En la sartén con aceite si lo había y si no con el unto del cerdo se freían los tortos. Para hacerlos bastaba tomar un poco de la masa y hacerla una bola entre las manos para aplanarla luego sobre el rodillo. Se azucaraban por las dos caras y se comían con la leche fresca con su superficie de nata. Con miel, con mermelada o con queso fresco representa todo un plato exquisito. "A la ranchera" se llaman si sobre ellos se fríen, en la última cara, un huevo. Otra veces por gusto o por ahorrar el aceite, se colocaba la masa sobre las hojas de castañar y se tapaba con otras antes de llevarla a la chapa de la cocina ya caldeada. Así se asaba por un lado y con el cuchillo se levantaba para darle la vuelta. Al fin con la hoja del cuchillo se le raspaban los restos de las hojas ya quemadas y así caliente aún acompañaba, a falta de pan, al plato de patatas cocidas, a las alubias, al queso fresco o leche. También se usaban las hojas de las berzas y entonces la casa se llenaba de un agradable olor. Esta forma se llamaba talo, palabra de origen vasco y que da el nombre también a una chapa que antes de existir las cocinas de chapa se colgaba sobre el llar para asar los tortos o las mismas castañas.
Excepcionalmente para festejar algo, se hacía la borona en una batea especial que se metía al horno o entre las cenizas del llar, una vez apagadas las llamas y así cocía toda la noche. Si dentro se le podía meter chorizo en trozos o tocino entreverado de jamón, se les decía borona preñada. Con los restos de la borona al cabo de los días, se hacía una especie de sopa caliente con leche que llamábamos mazcazón. Las pulientas o polendas se hacían cociendo la harina en agua y se revolvían con un palo para que no grumasen. Una vez cocidas se echaban calientes en el plato y sobre ellas, se abría un hueco para la miel o el azúcar. Se comían con la cuchara por la orilla llevándola a recoger un poco de la miel.

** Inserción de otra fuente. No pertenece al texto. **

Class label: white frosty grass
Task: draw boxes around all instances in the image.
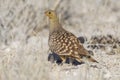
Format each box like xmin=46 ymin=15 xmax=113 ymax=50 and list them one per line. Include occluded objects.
xmin=0 ymin=30 xmax=120 ymax=80
xmin=0 ymin=0 xmax=120 ymax=80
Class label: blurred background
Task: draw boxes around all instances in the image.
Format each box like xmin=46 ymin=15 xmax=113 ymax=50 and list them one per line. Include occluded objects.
xmin=0 ymin=0 xmax=120 ymax=80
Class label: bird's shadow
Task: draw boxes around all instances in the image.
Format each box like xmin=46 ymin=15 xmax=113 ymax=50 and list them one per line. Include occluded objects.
xmin=48 ymin=52 xmax=84 ymax=66
xmin=48 ymin=36 xmax=86 ymax=66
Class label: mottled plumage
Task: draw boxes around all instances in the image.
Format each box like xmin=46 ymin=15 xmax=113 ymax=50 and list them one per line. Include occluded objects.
xmin=45 ymin=10 xmax=98 ymax=63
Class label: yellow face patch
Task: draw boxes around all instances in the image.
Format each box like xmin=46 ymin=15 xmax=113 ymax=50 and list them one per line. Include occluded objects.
xmin=44 ymin=10 xmax=56 ymax=19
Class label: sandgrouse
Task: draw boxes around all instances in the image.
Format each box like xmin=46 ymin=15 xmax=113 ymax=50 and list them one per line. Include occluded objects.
xmin=45 ymin=10 xmax=98 ymax=63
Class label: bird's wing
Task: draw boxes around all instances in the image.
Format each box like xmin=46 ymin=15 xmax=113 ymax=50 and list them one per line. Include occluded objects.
xmin=52 ymin=31 xmax=81 ymax=55
xmin=51 ymin=29 xmax=88 ymax=56
xmin=66 ymin=32 xmax=89 ymax=55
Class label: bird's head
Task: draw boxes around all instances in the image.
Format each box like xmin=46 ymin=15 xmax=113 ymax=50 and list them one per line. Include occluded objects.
xmin=44 ymin=10 xmax=58 ymax=20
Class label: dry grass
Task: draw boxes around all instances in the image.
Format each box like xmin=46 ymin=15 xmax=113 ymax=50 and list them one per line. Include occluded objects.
xmin=0 ymin=0 xmax=120 ymax=80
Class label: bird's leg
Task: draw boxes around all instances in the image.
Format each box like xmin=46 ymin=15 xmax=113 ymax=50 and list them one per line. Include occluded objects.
xmin=60 ymin=56 xmax=66 ymax=65
xmin=68 ymin=57 xmax=74 ymax=65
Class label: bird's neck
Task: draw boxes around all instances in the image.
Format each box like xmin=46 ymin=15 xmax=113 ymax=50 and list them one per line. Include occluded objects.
xmin=49 ymin=18 xmax=62 ymax=34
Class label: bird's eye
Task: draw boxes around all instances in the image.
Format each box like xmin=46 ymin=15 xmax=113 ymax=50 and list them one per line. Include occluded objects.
xmin=48 ymin=12 xmax=51 ymax=14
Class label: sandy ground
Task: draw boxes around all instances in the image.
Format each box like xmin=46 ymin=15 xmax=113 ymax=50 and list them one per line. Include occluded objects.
xmin=0 ymin=0 xmax=120 ymax=80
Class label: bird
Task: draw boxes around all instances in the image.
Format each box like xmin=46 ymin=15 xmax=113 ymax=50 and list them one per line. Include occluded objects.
xmin=45 ymin=9 xmax=98 ymax=64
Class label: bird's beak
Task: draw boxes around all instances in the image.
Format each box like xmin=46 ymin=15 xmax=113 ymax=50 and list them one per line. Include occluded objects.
xmin=44 ymin=11 xmax=47 ymax=14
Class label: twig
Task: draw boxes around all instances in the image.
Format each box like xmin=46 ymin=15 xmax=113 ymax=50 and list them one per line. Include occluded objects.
xmin=52 ymin=0 xmax=63 ymax=10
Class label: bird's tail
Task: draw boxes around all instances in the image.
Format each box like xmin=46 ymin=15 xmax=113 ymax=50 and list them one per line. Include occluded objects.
xmin=86 ymin=56 xmax=98 ymax=63
xmin=80 ymin=54 xmax=98 ymax=63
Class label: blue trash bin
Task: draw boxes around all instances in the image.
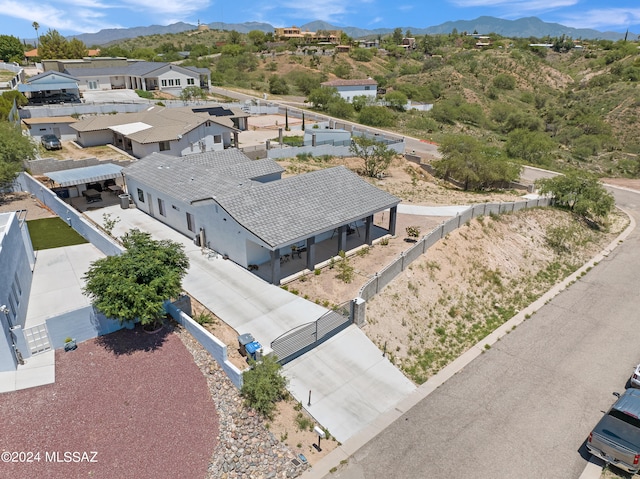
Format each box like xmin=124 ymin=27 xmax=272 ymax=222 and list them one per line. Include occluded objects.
xmin=245 ymin=341 xmax=262 ymax=361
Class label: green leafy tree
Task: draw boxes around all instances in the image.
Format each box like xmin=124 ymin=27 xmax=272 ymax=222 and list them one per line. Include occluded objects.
xmin=0 ymin=122 xmax=36 ymax=188
xmin=433 ymin=135 xmax=520 ymax=191
xmin=359 ymin=106 xmax=396 ymax=127
xmin=384 ymin=91 xmax=408 ymax=111
xmin=247 ymin=30 xmax=266 ymax=50
xmin=38 ymin=29 xmax=69 ymax=59
xmin=392 ymin=27 xmax=403 ymax=45
xmin=308 ymin=86 xmax=340 ymax=111
xmin=228 ymin=30 xmax=242 ymax=45
xmin=505 ymin=129 xmax=556 ymax=165
xmin=0 ymin=35 xmax=24 ymax=63
xmin=350 ymin=135 xmax=397 ymax=178
xmin=327 ymin=98 xmax=354 ymax=119
xmin=241 ymin=355 xmax=288 ymax=419
xmin=83 ymin=229 xmax=189 ymax=327
xmin=180 ymin=86 xmax=206 ymax=102
xmin=66 ymin=38 xmax=88 ymax=58
xmin=535 ymin=172 xmax=614 ymax=227
xmin=492 ymin=73 xmax=516 ymax=90
xmin=268 ymin=74 xmax=289 ymax=95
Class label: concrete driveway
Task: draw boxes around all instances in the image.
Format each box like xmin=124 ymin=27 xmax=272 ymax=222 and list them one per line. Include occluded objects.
xmin=284 ymin=325 xmax=416 ymax=442
xmin=85 ymin=205 xmax=416 ymax=441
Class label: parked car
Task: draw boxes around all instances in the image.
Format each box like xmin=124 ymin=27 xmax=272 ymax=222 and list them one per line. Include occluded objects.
xmin=630 ymin=364 xmax=640 ymax=388
xmin=41 ymin=134 xmax=61 ymax=150
xmin=587 ymin=388 xmax=640 ymax=474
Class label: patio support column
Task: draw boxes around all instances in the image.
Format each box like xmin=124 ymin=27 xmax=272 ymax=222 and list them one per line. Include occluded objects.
xmin=306 ymin=237 xmax=316 ymax=271
xmin=364 ymin=215 xmax=373 ymax=245
xmin=269 ymin=249 xmax=281 ymax=285
xmin=337 ymin=225 xmax=347 ymax=254
xmin=233 ymin=132 xmax=239 ymax=148
xmin=389 ymin=206 xmax=397 ymax=236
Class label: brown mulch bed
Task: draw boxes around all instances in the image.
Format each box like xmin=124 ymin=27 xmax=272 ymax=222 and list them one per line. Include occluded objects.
xmin=0 ymin=324 xmax=219 ymax=478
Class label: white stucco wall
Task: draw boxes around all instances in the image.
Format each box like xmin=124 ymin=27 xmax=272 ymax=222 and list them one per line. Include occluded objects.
xmin=125 ymin=176 xmax=271 ymax=267
xmin=75 ymin=130 xmax=113 ymax=147
xmin=0 ymin=213 xmax=34 ymax=371
xmin=335 ymin=85 xmax=377 ymax=102
xmin=77 ymin=75 xmax=112 ymax=91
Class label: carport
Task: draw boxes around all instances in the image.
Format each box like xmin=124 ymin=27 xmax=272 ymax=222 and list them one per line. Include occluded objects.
xmin=43 ymin=164 xmax=125 ymax=203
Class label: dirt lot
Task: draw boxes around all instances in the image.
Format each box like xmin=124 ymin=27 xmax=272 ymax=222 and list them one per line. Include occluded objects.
xmin=41 ymin=141 xmax=134 ymax=162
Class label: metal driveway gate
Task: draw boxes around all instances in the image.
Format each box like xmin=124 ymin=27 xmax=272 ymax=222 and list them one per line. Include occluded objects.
xmin=271 ymin=305 xmax=351 ymax=365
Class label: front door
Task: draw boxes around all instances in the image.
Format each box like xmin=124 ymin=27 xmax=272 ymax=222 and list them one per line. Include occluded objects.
xmin=147 ymin=193 xmax=154 ymax=216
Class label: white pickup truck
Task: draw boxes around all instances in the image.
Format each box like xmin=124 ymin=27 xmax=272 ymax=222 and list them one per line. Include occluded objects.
xmin=587 ymin=388 xmax=640 ymax=474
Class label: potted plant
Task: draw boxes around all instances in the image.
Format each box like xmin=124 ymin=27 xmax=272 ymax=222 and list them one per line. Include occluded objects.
xmin=64 ymin=337 xmax=77 ymax=351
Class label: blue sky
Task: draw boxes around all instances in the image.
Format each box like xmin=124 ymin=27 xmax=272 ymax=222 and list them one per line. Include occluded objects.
xmin=1 ymin=0 xmax=639 ymax=41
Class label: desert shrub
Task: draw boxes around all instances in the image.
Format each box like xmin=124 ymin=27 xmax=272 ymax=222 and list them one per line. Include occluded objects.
xmin=241 ymin=355 xmax=288 ymax=420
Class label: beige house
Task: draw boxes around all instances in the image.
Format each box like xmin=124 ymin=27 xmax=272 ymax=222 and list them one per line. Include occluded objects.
xmin=70 ymin=106 xmax=242 ymax=158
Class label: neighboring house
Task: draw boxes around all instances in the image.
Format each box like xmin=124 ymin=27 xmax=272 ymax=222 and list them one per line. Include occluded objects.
xmin=274 ymin=27 xmax=341 ymax=44
xmin=22 ymin=116 xmax=78 ymax=141
xmin=17 ymin=70 xmax=80 ymax=102
xmin=401 ymin=38 xmax=416 ymax=50
xmin=320 ymin=78 xmax=378 ymax=103
xmin=0 ymin=62 xmax=24 ymax=91
xmin=124 ymin=149 xmax=400 ymax=284
xmin=0 ymin=211 xmax=35 ymax=372
xmin=70 ymin=106 xmax=240 ymax=158
xmin=42 ymin=57 xmax=210 ymax=96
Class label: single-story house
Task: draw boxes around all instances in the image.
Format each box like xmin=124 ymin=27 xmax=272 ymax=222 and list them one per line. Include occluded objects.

En el matacío del gochu, por San Martín, se usaba la harina del maíz en la elaboración de los boronos. Entonces se amasaba con la sangre del cerdo y una parte de cebolla y otra de tocino todo finamente troceado. Los boronos se comían especialmente en el día de la matanza, por todos los invitados a la cena que se llamaba "morcilla", que eran los vecinos, familiares y más allegados. Se tomaban recién sacados de la olla donde cocían en agua y se acompañaban de leche muy fría. Se guardaban para el año cubiertos del unto que los protegía de quedarse canos. Si eso ocurría, incluso se recuperaban volviéndolos a hervir, pero ya no era bueno su sabor, aunque muchos tampoco le podían hacer reparos. Otra forma de comerlos era fritos en rodajas. Hoy se expenden en los bares como acompañantes de los vinos en el tiempo frío y se consideran como verdadero manjar y un detalle para el local. Al menos así no se pierde la costumbre del todo. Todo un manjar heredado de los nativos del continente americano de donde llegó este rico producto. Curiosamente los mismos que lo usaron en tiempos de tanta necesidad, lo consideran ahora como alimento inferior al uso de las harinas del trigo que dan el plan blanco, pero desprovisto de lo mejor del cereal. Pasados los años y con ellos los gustos cambiados, se dejó de usar el maíz. La juventud prefiere comerlo tostado o en palomitas, costumbre que nos llegó de fuera y desconoce el uso del maíz tal como lo conocimos los mayores. Los molinos a los que yo iba están destruidos unos o restaurados como casas de aldea otros, pero por suerte se vende la harina en las tiendas de comestibles y puedo aún darme el gusto de recordar por el paladar los tiempos lejanos de mi niñez. En algunas panaderías aún fabrican las boronas y los panes mixtos de harinas que los hacen extremadamente ricos y nutritivos.